I’m serious. I mean, forget all the Old Yeller bullshit. We all cried then. I get damp cheeks for nothing these days. Street musicians, public service announcements, that moment in Star Wars when Threepio abandons R2D2 in the desert, bus shelter advertisements, whatever. Any cheap emotional trick and I’ve suddenly, you know, got something in my eye. I misted up watching Transformers 3 because I thought the compositing was good.
This is why I’m a little alarmed at the prospect of watching Charlie Custer’s upcoming documentary, Living With Dead Hearts. If Michael Bay’s effects shots can leave me honking into my tissue in a Chinese movie theater, god only knows what a heartbreaking documentary about actual kidnapped children in China will do. That empathic circuit that fatherhood gave me makes it impossible for me to watch that kind thing without imagining the same thing happening to my own little boy. And Zach missing is absolutely the worst thing that I can possibly imagine. If Zach was missing I know I would spend every single waking second wondering if he were OK? Hungry? Afraid? Injured? Crying somewhere? Just thinking about it now is making my sinuses swell, which is inconvenient since I’m sitting in Aseana economy class while I write this.

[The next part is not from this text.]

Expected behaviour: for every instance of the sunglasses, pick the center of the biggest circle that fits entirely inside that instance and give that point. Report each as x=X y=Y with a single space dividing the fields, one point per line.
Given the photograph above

But that empathy is also why I made a modest (and I do mean modest) donation into Charlie’s Kickstarter fund for the project when he first started out, a few months ago. Charlie is a longtime China resident, fellow Sinica podcast contributor, Penn-Olson China editor, and author of the excellent Chinageeks blog. I think Living With Dead Hearts is a great project, and Charlie’s doing it on a shoestring. He recently posted a trailer and appeal for more donations to fund completion, and I’m happy to re-post it here. I encourage you to watch and share it with anyone else you think might be interested either in supporting the project, or just seeing it when it’s done.
But if you’re a parent, keep a hanky handy.
See also:
Lost Laowai blog’s interview with Charlie Custer.





I have a six-month old daughter and I haven’t been able to bring myself to watch the video of Yueyue or Custer’s video for exactly the same reasons.
Yeah, I read the posts and looked at the stills and that was enough for me. It’s impossible for me to hear about that kind of thing without projecting my own boy into that kind of situation. I didn’t have the stomach for the video.
For those who are wondering (although it’s now all over the mainstream media), it’s here.
The YueYue video has literally haunted me and brings me to tears when even just thinking about it. Most horrifying image I have seen. Ever.
Great post, Will! Reading it, I was reminded of my own father, who has also been known to cry at odd moments (he did cry watching the trailer as well, or so he tells me). Not being a father yet, I can’t comment on the extent to which that changes you but for what it’s worth even now I dont have the stomach to watch the YueYue video. I saw a couple photos in the news and even that was too much…
Great post Will, and couldn’t agree more. I’ve always been a bit “sensitive”, but now when I see stuff (I notice it most in films) involving a child, or a child and their parent, it drills right to the core.
I haven’t been able to watch the YueYue video yet, and doubt I will. I just can’t see what insight or perspective that it will give me. It’s impossible to even read about it and not picture my son in that situation, I don’t need the visual aid.
I just read the update that she died and it’s heartbreaking.